Tarafların iddiaları ve itirazları doğrultusunda alınan ek raporda, uzmanlık alanım ilgili olarak kök/ek raporda taraflara ait ticari defter ve belgeler üzerinde yapılan inceleme neticesinde tarafların ticari defter kayıtlarında borç/alacak konusunda mutabık oldukları, davalı taraftan takip ve dava tarihi itibari ile 22.976,51 TL alacaklı olduğu, davacı tarafın icra takip tarihinden önce davalı tarafı temerrüde düşürdüğüne ilişkin dava dosyası kapsamında herhangi bir belgenin yer almadığı, sayın mahkemevce TTK 1530 maddesi kapsamında yapılan hesaplama dikkate alınacak olursa davacı tarafın 1.234,82 TL işlemiş faiz talep edebileceği görüş ve kanaati bildirilmiştir.

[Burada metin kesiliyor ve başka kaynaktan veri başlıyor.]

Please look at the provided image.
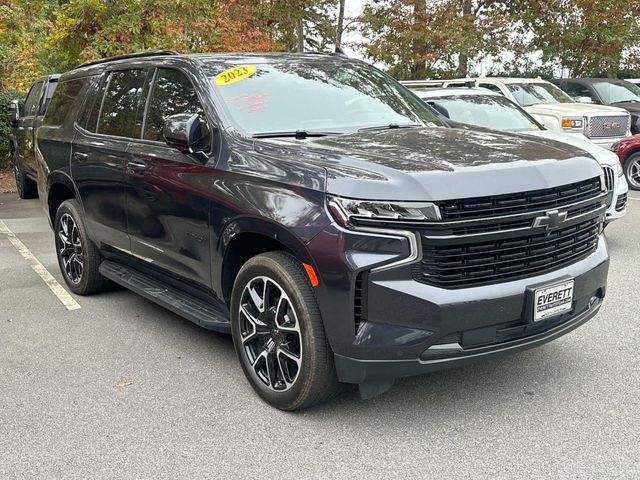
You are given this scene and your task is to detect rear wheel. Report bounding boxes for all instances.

Mahkememizce yapılan yargılama neticesinde; taraf iddia ve savunmaları, takip dosyası, alınan bilirkişi raporular ve tüm dosya içeriğine göre davacının ticari defter ve kayıtlarının usulüne uygun olarak tutulduğu ve bu itibarla lehine delil vasfı taşıdığı, taraflar arasında düzenlenen ve dosya içerisinde mevcut e-beratlara, muavin deftere, e-faturalara, sevk irsaliyeleri ve BS-Ba formlarına binaen davacı tarafından davalıya malzemelerin satışının yapıldığı, davacı taraf ticari defterleri üzerinde yapılan incelemeler neticesinde davacı tarafından satışı yapılan ürünlerin davalıya tesliminin yapıldığı ancak davalı tarafından yapılan ödemelerde eksik ödenmeyen bakiye olduğu, davalı şirketin ihbar ettiği ana işveren … San. Ve Tic. A.Ş. İle aralarındaki sözleşme uyarınca ödeme yapmadığından bahisle taşeron şirketlere ödeme yapılamadığı, sözleşmede işveren şirketçe yükleniciye ödemeler yapıldığında davacı şirkete borcun ödenebileceğinin kararlaştırıldığı iddia edilmiş ancak ne usulüne uygun ihbar edilen şirket davaya katılmış ne de mevcut sözleşme dosyaya ibraz edilmiştir. Sonuç olarak zaten davalı şirketin ihbar edilen şirket ile imzaladığı sözleşme, sözleşmenin nispiliği ilkesi doğrultusunda davacı şirketi de bağlamayacaktır. Davacı şirket davalı şirkete sadece mal satışı yapılmış olup buna müteakip fatura düzenlemesi söz konusudur. Davacı şirketin söz konusu otel projesinde taşeron olarak yer aldığına ilişkin dosyada somut delil olmadığından davalı şirketin, davacı şirketin sözleşme ile yükümlendiği işi gereği gibi yerine getirilmediği iddialarına itibar edilmemiştir. Davalının takibe ve borca yapmış olduğu itirazının haksız olduğu kanaatine varıldığı, kaldı ki aksinin davalı tarafından ispatlanamadığı anlaşılmakla; bu haliyle hüküm kurmaya elverişli nitelikte bilirkişi kök ve ek raporlarında hesap edilen alacak kalemleri taleple bağlılık ilkesi doğrultusunda hükme esas alınmıştır.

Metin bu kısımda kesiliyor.